As major corporations increasingly rely on third-party vendors to manage customer operations, German athletic apparel giant Adidas revealed the inherent risks of this approach when it disclosed a significant data breach on May 23, 2025. The breach originated not from Adidas’s internal systems, but through a third-party customer service provider that maintained consumer data for the company’s help desk operations.
The compromised information included customer names, birthdates, phone numbers, and email addresses belonging to individuals who contacted Adidas customer service through 2024. Company officials confirmed that passwords, credentials, payment details, and credit card information remained secure throughout the incident.

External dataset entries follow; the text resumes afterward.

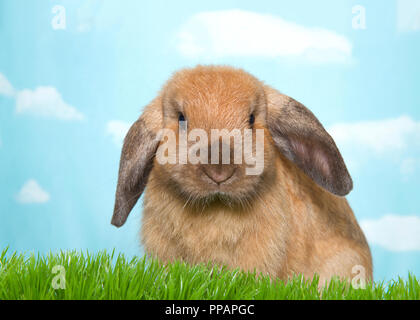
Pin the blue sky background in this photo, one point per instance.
(67, 96)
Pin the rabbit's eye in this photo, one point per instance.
(251, 119)
(181, 117)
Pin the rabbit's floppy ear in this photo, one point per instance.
(299, 135)
(136, 162)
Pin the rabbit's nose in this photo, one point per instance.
(219, 173)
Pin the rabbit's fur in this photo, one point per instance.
(290, 219)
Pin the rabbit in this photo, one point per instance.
(292, 218)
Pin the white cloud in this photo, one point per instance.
(395, 233)
(379, 136)
(6, 88)
(408, 15)
(32, 192)
(244, 33)
(117, 130)
(46, 102)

The company implemented DMARC protocols to prevent potential email spoofing attacks using the stolen customer data.
Nevertheless, security experts highlighted the value of the exposed data to malicious actors seeking to exploit customer information. Ryan Sherstobitoff, Senior Vice President at SecurityScorecard, warned that stolen contact information remains highly valuable for threat actors in spite of lacking financial details. The exposed data could facilitate identity theft schemes, phishing campaigns, and fraudulent activities targeting affected customers, according to security assessments.
Contact information remains highly valuable to threat actors for identity theft schemes, phishing campaigns, and fraudulent activities targeting affected customers.
Initial breach notifications reached customers in South Korea and Turkey approximately one week before Adidas’s public disclosure. The company has not confirmed whether customers in the United States and European Union were affected, though the geographic scope appears international based on disclosure patterns.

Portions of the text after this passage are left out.